Bússola tatuada, por Doralino Souza

Leia o conto da quinzena do escritor Doralino Souza, de Igrejinha.

Bússola tatuada

Parado ao lado de um pequeno aquário, onde um solitário peixinho alheio ao tempo em movimento segue sua sina, ele olhava a rua através da vidraça. Talvez fosse o brilho da luz neon dum hotel, distante, lá depois da terceira quadra, ou o barulho dos poucos carros àquela hora da madrugada cruzando devagar a avenida ou mesmo a inércia do peixinho dourado em seu mundo transparente, mas ele sentia cada vez mais forte o abraço da inquietude.
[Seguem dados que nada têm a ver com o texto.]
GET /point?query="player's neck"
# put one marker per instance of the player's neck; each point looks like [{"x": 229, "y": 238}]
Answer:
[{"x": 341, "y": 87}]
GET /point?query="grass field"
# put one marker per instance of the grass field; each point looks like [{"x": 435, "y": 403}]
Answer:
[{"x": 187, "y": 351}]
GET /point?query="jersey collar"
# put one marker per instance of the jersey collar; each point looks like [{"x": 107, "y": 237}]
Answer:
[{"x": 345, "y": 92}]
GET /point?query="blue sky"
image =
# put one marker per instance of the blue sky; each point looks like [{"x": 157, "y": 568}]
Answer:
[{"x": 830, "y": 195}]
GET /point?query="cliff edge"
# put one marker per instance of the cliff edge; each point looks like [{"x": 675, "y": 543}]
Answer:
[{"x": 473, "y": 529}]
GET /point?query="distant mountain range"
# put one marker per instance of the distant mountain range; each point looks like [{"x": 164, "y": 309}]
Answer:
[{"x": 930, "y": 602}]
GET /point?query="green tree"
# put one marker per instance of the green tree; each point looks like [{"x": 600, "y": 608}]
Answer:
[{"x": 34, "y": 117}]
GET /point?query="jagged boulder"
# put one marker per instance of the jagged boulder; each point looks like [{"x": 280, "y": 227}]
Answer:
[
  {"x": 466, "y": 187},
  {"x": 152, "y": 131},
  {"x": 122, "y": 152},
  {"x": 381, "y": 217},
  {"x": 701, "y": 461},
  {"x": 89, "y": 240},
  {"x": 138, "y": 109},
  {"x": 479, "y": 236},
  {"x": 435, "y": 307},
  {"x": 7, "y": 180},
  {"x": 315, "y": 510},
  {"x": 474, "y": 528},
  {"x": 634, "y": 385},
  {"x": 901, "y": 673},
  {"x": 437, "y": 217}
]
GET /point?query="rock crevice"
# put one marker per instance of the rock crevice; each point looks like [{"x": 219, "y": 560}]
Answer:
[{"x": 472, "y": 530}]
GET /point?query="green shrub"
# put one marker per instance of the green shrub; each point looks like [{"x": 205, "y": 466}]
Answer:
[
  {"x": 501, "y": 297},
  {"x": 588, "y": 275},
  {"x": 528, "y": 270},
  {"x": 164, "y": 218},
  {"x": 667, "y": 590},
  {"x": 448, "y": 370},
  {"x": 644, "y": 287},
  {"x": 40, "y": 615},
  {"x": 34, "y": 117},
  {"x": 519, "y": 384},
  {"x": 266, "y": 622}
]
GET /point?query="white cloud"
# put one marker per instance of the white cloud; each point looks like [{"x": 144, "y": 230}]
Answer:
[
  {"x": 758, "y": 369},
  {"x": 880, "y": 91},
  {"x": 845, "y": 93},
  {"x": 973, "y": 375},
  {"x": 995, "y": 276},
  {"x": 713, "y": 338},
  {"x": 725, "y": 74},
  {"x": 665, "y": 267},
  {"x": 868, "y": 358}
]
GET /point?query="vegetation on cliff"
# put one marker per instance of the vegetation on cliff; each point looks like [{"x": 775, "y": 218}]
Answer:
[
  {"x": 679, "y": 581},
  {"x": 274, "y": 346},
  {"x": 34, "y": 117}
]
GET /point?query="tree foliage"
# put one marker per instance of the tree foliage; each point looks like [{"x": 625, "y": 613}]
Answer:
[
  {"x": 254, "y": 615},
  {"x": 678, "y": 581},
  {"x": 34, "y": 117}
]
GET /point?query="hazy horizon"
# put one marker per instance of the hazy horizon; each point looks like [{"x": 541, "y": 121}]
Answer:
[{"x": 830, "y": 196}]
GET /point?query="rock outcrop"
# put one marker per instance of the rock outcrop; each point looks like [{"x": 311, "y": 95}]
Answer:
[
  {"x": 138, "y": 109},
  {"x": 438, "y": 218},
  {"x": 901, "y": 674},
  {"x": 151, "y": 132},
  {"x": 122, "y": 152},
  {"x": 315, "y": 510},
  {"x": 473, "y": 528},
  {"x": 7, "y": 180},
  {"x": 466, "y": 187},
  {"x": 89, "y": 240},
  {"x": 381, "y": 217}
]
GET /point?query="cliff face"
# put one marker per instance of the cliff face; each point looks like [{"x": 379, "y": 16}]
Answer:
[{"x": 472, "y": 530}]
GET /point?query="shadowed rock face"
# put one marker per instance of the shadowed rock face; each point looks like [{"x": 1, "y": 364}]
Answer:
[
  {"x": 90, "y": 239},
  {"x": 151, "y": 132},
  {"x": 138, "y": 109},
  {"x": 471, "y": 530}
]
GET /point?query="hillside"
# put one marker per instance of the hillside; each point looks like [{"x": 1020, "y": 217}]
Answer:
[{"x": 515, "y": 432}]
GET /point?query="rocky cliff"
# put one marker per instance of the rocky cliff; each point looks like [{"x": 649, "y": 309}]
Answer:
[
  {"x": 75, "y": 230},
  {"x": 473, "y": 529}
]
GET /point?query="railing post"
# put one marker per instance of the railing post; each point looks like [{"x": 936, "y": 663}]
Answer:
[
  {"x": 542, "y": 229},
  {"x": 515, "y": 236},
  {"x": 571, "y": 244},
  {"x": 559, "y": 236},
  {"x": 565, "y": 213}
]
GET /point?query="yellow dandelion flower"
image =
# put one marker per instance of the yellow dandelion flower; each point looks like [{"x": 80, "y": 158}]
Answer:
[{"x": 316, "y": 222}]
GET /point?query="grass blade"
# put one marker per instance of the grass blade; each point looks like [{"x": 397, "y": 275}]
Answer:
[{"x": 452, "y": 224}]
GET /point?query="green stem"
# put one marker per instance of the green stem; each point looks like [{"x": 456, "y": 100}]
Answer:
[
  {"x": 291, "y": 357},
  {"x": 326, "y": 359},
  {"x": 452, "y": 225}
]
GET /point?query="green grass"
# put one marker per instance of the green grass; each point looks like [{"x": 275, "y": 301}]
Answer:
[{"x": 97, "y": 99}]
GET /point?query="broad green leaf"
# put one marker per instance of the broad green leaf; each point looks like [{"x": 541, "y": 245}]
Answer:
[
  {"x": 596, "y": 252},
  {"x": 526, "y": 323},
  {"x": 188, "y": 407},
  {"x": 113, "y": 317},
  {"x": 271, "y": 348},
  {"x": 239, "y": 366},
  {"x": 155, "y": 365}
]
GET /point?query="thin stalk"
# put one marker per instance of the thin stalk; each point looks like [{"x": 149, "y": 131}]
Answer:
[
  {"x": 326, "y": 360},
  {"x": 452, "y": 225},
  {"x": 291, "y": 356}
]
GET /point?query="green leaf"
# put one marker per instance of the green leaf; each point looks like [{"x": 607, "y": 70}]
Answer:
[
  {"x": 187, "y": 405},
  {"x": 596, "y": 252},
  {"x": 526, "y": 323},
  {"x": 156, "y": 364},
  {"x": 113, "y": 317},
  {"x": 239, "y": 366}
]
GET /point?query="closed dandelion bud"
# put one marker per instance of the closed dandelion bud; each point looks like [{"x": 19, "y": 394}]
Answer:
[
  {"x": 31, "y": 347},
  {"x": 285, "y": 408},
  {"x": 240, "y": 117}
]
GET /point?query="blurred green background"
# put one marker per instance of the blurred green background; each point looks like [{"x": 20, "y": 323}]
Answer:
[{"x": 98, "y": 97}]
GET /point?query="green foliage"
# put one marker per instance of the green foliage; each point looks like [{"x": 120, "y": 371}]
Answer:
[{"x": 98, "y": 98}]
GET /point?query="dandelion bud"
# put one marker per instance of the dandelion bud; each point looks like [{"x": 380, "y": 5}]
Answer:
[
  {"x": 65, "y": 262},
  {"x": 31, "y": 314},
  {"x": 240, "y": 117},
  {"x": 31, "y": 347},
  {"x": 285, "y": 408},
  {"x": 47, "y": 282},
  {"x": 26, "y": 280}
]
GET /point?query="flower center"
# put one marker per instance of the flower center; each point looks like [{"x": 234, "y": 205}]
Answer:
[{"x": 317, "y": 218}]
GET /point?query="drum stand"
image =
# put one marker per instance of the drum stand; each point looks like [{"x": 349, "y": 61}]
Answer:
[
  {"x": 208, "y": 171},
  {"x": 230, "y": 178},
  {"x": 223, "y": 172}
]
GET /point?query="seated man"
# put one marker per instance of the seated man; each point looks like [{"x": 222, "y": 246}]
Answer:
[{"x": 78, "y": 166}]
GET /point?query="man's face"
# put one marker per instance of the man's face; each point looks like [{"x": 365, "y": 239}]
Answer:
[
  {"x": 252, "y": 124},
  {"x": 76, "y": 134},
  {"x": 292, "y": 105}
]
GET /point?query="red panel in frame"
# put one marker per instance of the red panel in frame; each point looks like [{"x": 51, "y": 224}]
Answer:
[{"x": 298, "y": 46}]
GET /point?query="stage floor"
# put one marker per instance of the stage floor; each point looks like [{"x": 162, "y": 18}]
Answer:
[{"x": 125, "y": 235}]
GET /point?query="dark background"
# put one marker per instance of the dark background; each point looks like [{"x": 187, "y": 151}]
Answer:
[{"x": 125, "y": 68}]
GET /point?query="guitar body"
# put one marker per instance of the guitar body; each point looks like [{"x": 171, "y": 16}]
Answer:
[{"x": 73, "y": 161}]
Acendeu o Gudam que trazia entre os dedos fazia algum tempo. Guardou o Zipo no bolso da calça. Ele já estava de roupas e sapatos. Saíra da cama em silêncio, e foi também em silêncio que vestira as roupas e andara pelo quarto. Deu longa tragada, soltou a fumaça adocicada na direção da fresta, formada pelo vão aberto na janela.

Em seguida olhou pra ela. Os cabelos bonitos. Lábios carnudos. A pele linda. Assim dormindo sua beleza merece contemplação. Minha bela Lívia adormecida, ele pensou. A luminosidade do abajur aceso evidenciava as tatuagens no corpo esquio de curvas bem-feitas delineadas pela calcinha preta. Deteve o olhar na tatuagem do braço direito, quase à altura do ombro. Era uma bússola.

Recordou aquela manhã de verão numa praia quase deserta. Havia céu muito límpido. O vento era bom e pairava no ar uma sensação de otimismo e felicidade. O homem e a mulher caminhavam abraçados e qualquer pessoa que passasse por eles não notaria nada fora do lugar. Encontraram jogada na areia uma bússola velha, já corroída pelo tempo. Criaram teorias sobre a idade do objeto. Sua origem. Imaginaram pessoas seguindo caminhos indicados por ela. Até que um dia, a bússola perdeu a serventia, deixou de apontar destinos. De mostrar o Norte. “Esta bússola se parece comigo, desde que te conheci fiquei desnorteada.” ela disse e riu, e disse que iria fazer uma tatuagem pra perpetuar aquele momento.

O homem voltou o olhar pra rua, abriu um pouco mais a janela, num gesto rápido jogou a bituca do cigarro. Imaginou ela acordada condenando o ato. “Estamos no oitavo andar, cara, não faz isso, quer botar fogo no cabelo de alguém lá embaixo.” Ele sorriu relembrando as delicias triviais e desejou que isso nunca acabasse. Só que daí, de repente, ficou sério. Pensou na vida de protocolos e convenções. De ternos, gravatas, faz de conta e muita bosta servida em boa porcelana.

Já fiquei tempo demais, murmurou pra sim. A história se estendeu, sim, ele sabe. Precisa pegar sua porcelana e se empanturrar porque é isso que se espera de um homem honrado. Já que se transformar num homem honrado é o seu Norte, melhor então seguir para onde a bússola apontar.

Em passos quietos foi até a porta. Abriu sem nenhum ruído, como se fosse um exímio abridor de portas, ou um desses porteiros de hotéis luxuosos, que, além de invisíveis, se movimentam numa quietude absurda. A história dos dois ficará com ele, não como um segredo de pouca importância, mas feito tatuagem, marcada na pele para sempre, pensou. O homem se voltou pra olhar uma última vez a mulher, lá na cama. Só nesse momento percebeu que ela estava de olhos abertos e fixos nele. Ele compreendeu onde começava sua beleza.

O homem permaneceu ali, fitando aqueles olhos. Ninguém disse nada. A mão dele segurando a maçaneta da porta entreaberta. Sentiu-se um pouco idiota. Estava amanhecendo e o quarto começava a ser inundado por uma luz ambígua e ele não teve certeza de mais nada.

Doralino Souza
Jornalista e escritor, de Igrejinha.